Confidentiality is a key element of mental health and substance abuse treatment. In the course of therapy, clients reveal personal, highly sensitive information that they may not reveal to anyone else. Clients trust that this information will be kept confidential by the clinician/therapist. In affirming what is known as psychotherapist-patient privilege, the United States Supreme Court (Jaffe v. Redmond, 518 U.S.1 (1996)), stated not only that it is in the public interest to allow patients to access effective mental health and substance abuse treatment but also that effective psychotherapydepends upon an atmosphere of confidence and trust in which the patient is willing to make a frank and complete disclosure of facts, emotions, memories, and fears. In the absence of this assurance of confidentiality, many individuals with mental and emotional disorders might refuse or fail to seek treatment, going without needed services.
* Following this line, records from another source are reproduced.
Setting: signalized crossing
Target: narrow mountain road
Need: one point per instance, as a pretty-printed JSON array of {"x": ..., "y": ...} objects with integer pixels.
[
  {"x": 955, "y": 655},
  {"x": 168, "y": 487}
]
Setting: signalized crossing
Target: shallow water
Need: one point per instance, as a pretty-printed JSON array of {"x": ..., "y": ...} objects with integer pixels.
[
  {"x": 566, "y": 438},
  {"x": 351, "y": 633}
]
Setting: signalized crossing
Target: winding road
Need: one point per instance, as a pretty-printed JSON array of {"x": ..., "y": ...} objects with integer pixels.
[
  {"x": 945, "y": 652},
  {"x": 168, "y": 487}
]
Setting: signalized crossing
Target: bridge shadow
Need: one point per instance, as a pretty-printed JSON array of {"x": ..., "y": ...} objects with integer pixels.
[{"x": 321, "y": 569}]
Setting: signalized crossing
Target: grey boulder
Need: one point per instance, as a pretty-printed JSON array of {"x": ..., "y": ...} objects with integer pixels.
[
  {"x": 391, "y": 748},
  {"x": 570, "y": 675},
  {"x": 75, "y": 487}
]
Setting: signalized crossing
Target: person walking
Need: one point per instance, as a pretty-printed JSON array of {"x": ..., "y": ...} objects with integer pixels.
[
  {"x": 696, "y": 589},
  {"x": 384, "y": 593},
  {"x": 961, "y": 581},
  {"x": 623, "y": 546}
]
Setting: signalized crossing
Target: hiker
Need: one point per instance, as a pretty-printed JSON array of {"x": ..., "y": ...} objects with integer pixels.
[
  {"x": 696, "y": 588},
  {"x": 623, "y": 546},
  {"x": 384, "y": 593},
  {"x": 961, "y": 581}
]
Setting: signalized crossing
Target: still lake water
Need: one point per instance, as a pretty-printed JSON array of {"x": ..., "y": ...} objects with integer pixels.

As the payer for this treatment, however, a third-party insurer, such as a managed care organization (MCO) or insurance company, has a right to know what the services are for which payment is being requested and whether the treatment is appropriate. Before paying the claim, therefore, the payer requests some personal health information, such as the patient's presenting problem, health status, and/or treatment planned or received. The amount of personal health information required to pay claims varies by payer; some require only basic information, such as the patient's diagnosis and services received, while others require more detailed information on the patient's symptoms and specific treatment goals and outcomes. The dual, but opposing, needs for confidentiality and disclosure have created tension between providers and payers of services.
In this report, we begin in this chapter by explaining the "minimum necessary principle" that is the topic of the study, and reviewing the purpose of the study, the relationship between managed care and privacy, the legal and regulatory context for the transfer of patient information, and the study methodology. The chapters that follow discuss current practices of MCOs in the collection of patient health information, including why the information is collected and what information is commonly sought, variation among plans in these two areas, and the methods for collecting information. Also discussed are stakeholder views on the information collected and models that have been proposed for standardizing and minimizing the information routinely shared with third-party payers. The paper concludes with some possible “next steps” to encourage more privacy-sensitive approaches to health plans’ requests for personal health information.